Review Rock music

Popol Vuh

In Den Gärten Pharaos

Cherry Red • 1971

»Popol Vuh don’t get enough love,« Krautrock devotee Michael Gira once remarked in an interview. And indeed, for several years they even served as a kind of house band for filmmaker Werner Herzog, contributing soundtracks to several of his films. Now the label Cherry Red has come to its senses and is reissuing the works of the Munich-based group led by Florian Fricke. In den Gärten Pharaos (1971) stands as proof that sacred music need not sound like church hymns.

The title piece, which fills the record’s first side, blends psychedelically layered Moog and Fender Rhodes tones with calmly ecstatic percussion and occasional field recordings of gently running water. The three musicians immerse themselves in a mood that feels above all peaceful. Fresh, in the most literal sense of the word, might be the best way to describe it.

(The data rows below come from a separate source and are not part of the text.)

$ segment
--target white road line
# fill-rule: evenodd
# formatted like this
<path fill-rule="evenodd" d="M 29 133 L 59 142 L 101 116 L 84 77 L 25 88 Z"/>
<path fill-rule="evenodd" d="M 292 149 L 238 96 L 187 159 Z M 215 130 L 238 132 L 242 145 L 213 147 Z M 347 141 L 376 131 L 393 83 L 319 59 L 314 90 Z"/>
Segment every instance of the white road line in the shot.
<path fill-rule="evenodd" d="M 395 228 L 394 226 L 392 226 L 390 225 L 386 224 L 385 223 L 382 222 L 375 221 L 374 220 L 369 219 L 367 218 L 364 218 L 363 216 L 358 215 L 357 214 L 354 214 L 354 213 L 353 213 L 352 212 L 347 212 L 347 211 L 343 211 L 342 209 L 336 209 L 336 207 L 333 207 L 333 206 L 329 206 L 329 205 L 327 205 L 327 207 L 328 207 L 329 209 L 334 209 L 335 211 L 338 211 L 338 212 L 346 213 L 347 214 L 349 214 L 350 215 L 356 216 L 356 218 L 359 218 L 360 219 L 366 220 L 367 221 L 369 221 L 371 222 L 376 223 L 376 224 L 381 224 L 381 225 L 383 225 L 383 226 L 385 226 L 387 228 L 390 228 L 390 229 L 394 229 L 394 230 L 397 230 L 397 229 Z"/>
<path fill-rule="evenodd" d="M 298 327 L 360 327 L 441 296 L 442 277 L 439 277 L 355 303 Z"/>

»Vuh«, on the second side, may more readily evoke sacred spaces — though only because an organ, specifically the one from the Stiftskirche Baumburg, provides the drone around which synthesiser, cymbals and percussion gather. The latter, however, changes the piece’s character completely: this dense exercise unfolds like a tribal mantra, a wild spiritual trip worthy of all the love it can get.